3. Add your virtual interface to /etc/network/interfaces, while also adding unique hostname and client arguments for both. The client identifiers can match the corresponding host names or be any other reasonable string, as long as they are not used by any other DHCP clients on your network.

auto eth0
iface eth0 inet dhcp
  hostname primary-host
  client primary-client-id

auto eth0:1
iface eth0:1 inet dhcp
  hostname virtual-host
  client virtual-client-id

4. Restart the network subsystem:
 % sudo /etc/init.d/networking restart

Revision history for this message
DinkyDogg (dinkydogg) wrote :

Confirming this bug is still present on Ubuntu 10.10 desktop and 10.04 server.

Revision history for this message
valerio (anziolin) wrote :

and on Ubuntu 11.04 desktop. It does not look secondary to me that default dhcp client can't work on virtual interfaces.
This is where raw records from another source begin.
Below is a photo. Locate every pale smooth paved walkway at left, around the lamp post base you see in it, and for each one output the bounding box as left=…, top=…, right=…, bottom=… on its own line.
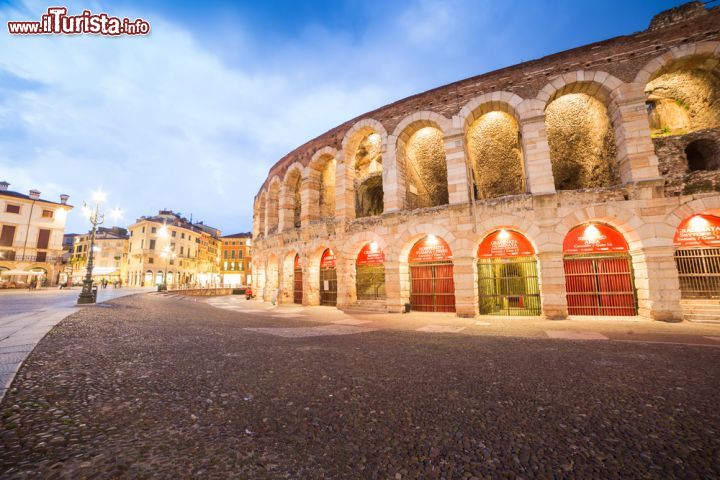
left=0, top=288, right=150, bottom=400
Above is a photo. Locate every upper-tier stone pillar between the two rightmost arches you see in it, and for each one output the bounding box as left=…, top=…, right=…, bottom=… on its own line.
left=608, top=83, right=660, bottom=183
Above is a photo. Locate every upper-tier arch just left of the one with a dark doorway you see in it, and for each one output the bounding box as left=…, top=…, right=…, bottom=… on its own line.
left=305, top=147, right=338, bottom=221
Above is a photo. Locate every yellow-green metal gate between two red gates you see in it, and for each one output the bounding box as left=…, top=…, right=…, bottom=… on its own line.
left=478, top=256, right=540, bottom=316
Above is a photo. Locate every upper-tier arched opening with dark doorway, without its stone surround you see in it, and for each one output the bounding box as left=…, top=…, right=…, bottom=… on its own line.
left=353, top=132, right=384, bottom=218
What about you, ubuntu's guys?

Revision history for this message
xennex82 (xennex82) wrote :

Can confirm that it is still in Debian stable as of 2016. Cannot test Ubuntu now. Installing udhcpc and uninstalling isc-dhcp-client does the trick. No need to put any package on hold. At least, when you are still using /etc/network/interfaces. I have not tested network-manager or anything else. If you only have one DHCP address (or even multiple? I cannot test) giving hostname and client is not necessary in /etc/network/interfaces.